Top Considerations for Moving with your Dog

Moving is stressful. Moving with a family and pets is even more stressful. Dogs don’t understand what’s happening and you can’t explain to them what’s going on, making the experience even more stressful. That’s why strategic planning before, during, and after the move is very important. 

Here are some ways to do that.

Preparing for the move

Sometimes the most stressful part of moving, prep is the first step. Your dog will feed off you so it’s very critical to stay calm and not freak out in front of your dog. Experts say to talk to your dog in a calm voice explaining the moving process that is about to take place.
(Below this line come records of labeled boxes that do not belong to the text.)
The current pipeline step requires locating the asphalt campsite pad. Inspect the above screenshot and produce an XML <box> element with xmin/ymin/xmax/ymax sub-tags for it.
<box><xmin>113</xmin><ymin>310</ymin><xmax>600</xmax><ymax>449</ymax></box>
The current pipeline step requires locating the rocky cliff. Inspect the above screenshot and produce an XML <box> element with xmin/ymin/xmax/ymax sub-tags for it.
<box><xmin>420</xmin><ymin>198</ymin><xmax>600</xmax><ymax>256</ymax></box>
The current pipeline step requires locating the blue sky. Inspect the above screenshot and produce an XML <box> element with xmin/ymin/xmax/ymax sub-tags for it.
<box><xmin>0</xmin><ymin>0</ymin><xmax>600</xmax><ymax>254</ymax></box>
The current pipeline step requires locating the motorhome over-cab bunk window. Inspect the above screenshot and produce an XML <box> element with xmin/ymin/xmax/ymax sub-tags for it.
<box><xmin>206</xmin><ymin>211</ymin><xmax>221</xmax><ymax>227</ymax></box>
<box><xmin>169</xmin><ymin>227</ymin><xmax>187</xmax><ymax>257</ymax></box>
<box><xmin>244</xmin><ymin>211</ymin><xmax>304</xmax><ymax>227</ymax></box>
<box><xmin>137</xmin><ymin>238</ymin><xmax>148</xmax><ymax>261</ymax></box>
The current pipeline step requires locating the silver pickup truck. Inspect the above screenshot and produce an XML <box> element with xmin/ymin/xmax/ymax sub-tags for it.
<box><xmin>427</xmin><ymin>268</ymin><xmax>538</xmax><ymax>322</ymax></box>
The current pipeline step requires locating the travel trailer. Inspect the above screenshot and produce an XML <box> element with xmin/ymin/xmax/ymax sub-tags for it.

Even though they will  not be able to understand you, your calm voice will help them feel calm as well. 

Some other ways to prepare for the move are:

-Pack a couple of boxes early so that your dog doesn’t associate those objects with you leaving. 

-Take them to the vet for a checkup to make sure your dog is microchipped and has the proper identification in case anything were to happen. Make sure that the identification has the new address you are moving to and not the old one you are moving from! 

-Talk to your vet about any medication that you could use to help calm them down. If you find one you’re comfortable with make sure to start giving it to them a couple days before the move.

-Check for Pet-Friendly Stops so both you and your dog can have a break from traveling. Dog parks, Small hikes, and Gas stations are all great ways to start looking. 

-Book them a suite at our dog resort here in West Palm Beach. 

What to do on Moving Day 

Drop your dog off for doggy daycare or dog boarding so they aren’t stressed. Seeing you, friends, or strangers in your house moving their favorite couch, bed, and blanket can be very stressful for them. At Very Important Paws we can assist with both daycare and boarding.

Here are some other options if you are moving out of town and a local dog boarding facility is not an option.

-Be Prepared. Bring all medical records, most recent photo of your dog, microchip id number, and any medication your dog needs in case they go missing or there’s an emergency. 

-Feed them less than you normally would in the morning of the move to minimize nausea and sensitive stomachs. 

-Make sure they are safe and secure at all times in the car. Have their bed with a blanket and some toys in a comfortable part of the car so they can relax. 

Adjusting to Your New Home

-Inspect the home. Before introducing your dog to their new home inspect the house for cleaning products, holes in walls, and any backyard hazards that could harm your dog. 

-Introduce them to the house on a leash. Outside of hazards to your dog this will help them get familiar with the new house layout. 

-Create their new home. Once off the leash and they have explored, create a space for them that’s similar to their previous space. Crate, bed, and toys should all be similar. Now that the move has happened feel free to resume regular walking and feeding schedule. 

-Keep to the walking schedule. If you are moving to a house with a yard our trainers recommend sticking to the same walking schedule while throwing in some backyard play time. This will help them feel more comfortable with their new environment. 

-If they previously attended daycare, get them back in that routine as soon as possible not only for stress management but also for stimulation, fun and good mental health

Removing the stress of moving for your dog will never be 100% but following these proven steps can help ease their stress while ensuring you and your dog a safe and easy transition.